The study, conducted by Kolcaba, Doreen Wagner, RN, PhD, CNOR, and Michelle Byrne, RN, PhD, CNOR, also demonstrated that putting patients in control of their own thermal warmth while using forced-air warming produced better results than did the application of warmed cotton blankets for certain aspects of comfort, including thermal comfort, self-perception of body temperature, perception of room temperature, shivering and warmth in the chest area.

Active Warming’s Clinical Benefits

While patient comfort is important and the primary focus of this paper, the importance of patient outcomes also deserves mention given the proven clinical benefits of active warming and the maintenance of normothermia in surgical patients.

More than 14 million U.S. surgical patients experience unintended hypothermia each year and unintended hypothermia is a common occurrence in surgery.

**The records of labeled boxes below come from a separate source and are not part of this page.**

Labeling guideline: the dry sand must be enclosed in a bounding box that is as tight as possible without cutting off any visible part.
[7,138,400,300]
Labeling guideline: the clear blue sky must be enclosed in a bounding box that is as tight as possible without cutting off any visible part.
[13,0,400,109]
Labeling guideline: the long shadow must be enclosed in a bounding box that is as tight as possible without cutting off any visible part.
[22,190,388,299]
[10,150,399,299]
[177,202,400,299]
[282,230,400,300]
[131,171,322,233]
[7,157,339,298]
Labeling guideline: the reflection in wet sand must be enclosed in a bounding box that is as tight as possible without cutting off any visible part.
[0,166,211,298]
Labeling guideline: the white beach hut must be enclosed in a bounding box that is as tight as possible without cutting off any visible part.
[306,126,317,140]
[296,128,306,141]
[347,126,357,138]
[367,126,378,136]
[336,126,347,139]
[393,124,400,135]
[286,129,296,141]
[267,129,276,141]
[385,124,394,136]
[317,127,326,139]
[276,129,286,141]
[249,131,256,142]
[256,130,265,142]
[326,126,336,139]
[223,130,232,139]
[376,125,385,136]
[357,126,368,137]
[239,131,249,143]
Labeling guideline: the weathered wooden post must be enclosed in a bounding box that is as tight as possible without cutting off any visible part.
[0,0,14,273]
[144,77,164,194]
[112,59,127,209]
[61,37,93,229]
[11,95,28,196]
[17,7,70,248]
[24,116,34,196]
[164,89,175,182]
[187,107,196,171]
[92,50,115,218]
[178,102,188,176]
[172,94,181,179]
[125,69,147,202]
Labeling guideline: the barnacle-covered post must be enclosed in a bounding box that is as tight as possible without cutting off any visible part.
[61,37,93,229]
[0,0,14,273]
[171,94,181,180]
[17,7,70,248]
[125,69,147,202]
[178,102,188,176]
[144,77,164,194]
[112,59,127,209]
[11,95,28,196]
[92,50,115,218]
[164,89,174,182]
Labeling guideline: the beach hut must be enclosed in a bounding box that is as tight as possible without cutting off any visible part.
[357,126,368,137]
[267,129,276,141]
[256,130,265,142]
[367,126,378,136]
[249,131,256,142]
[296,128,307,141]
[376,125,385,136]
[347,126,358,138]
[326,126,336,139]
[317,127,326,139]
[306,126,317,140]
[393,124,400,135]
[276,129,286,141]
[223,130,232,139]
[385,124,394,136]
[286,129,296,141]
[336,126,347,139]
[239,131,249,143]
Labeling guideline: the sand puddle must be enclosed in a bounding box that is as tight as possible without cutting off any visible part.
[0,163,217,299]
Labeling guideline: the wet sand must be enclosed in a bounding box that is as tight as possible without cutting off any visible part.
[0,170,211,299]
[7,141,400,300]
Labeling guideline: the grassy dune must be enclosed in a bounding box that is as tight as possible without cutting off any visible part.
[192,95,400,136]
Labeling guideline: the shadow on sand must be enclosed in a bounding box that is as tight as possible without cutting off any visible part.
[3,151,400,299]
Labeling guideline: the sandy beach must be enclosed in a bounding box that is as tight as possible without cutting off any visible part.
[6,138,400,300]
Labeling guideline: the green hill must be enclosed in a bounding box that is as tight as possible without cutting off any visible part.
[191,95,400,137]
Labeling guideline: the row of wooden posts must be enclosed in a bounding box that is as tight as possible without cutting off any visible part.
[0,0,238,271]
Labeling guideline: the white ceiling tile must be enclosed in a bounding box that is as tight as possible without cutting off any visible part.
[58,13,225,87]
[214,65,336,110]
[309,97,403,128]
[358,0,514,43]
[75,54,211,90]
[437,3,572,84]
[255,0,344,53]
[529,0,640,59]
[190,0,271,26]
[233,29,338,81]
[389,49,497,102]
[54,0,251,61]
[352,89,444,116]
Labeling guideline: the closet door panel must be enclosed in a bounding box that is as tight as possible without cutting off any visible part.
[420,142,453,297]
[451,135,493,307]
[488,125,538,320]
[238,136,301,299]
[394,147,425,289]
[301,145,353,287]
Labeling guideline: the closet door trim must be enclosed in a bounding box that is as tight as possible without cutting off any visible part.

Studies have suggested that maintaining normothermia in some general-type surgeries may yield positive results such as:

  • reduction in the rate of postoperative wound infections
  • decreased likelihood of postoperative myocardial infarction
  • decreased ICU time
  • shortened length of hospital stay
  • lowered mortality rates
  • reduction in the use of blood products
  • decreased likelihood of mechanical ventilation
  • reduced probability of needing a transfusion

Normothermia’s relationship to surgical site infections (SSIs) has garnered special attention in recent years, with national initiatives citing normothermia maintenance as a tool in SSI reduction efforts.

Hypothermic patients with core temperatures just 1.5°C to 2.0°C below normal have three times as many culture-positive surgical wound infections as normothermic patients.

Warm From Start to Finish

The induction of anesthesia is the single greatest contributor to unintended hypothermia, resulting in 81 percent of total heat loss due to redistribution temperature drop (RTD).

Actively warming surgical patients before the induction of anesthesia — known as pre-warming — is an effective way to head-off hypothermia before it begins.

Forced-air warming gowns and blankets, when used preoperatively, can prevent hypothermia in most surgical procedures and can delay the onset of hypothermia in longer procedures. When pre-warming is combined with intraoperative warming, it can prevent hypothermia for longer procedures as well. Pre-warming can easily be incorporated into the pre-surgical routine. A general strategy should include the initiation of warming therapy as soon as patients are admitted to the pre-surgical area.

For convenience, forced-air warming gowns are an ideal solution for obtaining full staff compliance. The patient gown embodies the ideal warming technology because it travels directly with the patient from pre-op, into the OR and then to PACU.

The Parts Comprise the Whole

Patient satisfaction relies on multiple factors and entities to create the best possible patient experience. And the best possible patient experience in turn delivers greater patient satisfaction scores.

Implementing a preoperative patient warming program as one element of an overall effort to improve patient satisfaction requires only a minimum investment of time and can be cost-effective, eliminating staff trips to the blanket warmer, yielding fewer patient complaints and reducing laundry costs and replacement expenses for cotton blankets and gowns. Studies have also suggested that maintaining normothermia can result in savings of $2,500 to $7,000 per patient that might otherwise be spent treating the complications of unintended hypothermia.

Patient warming holds tremendous potential for strong returns in terms of both improved patient outcomes and increased patient satisfaction. Hospitals need to address improving the patient experience as a long-term strategic goal, committing to improvement in the quality of care while making more than just cosmetic enhancements. Now more than ever, including the patient experience in strategic plans is a key component to securing future growth.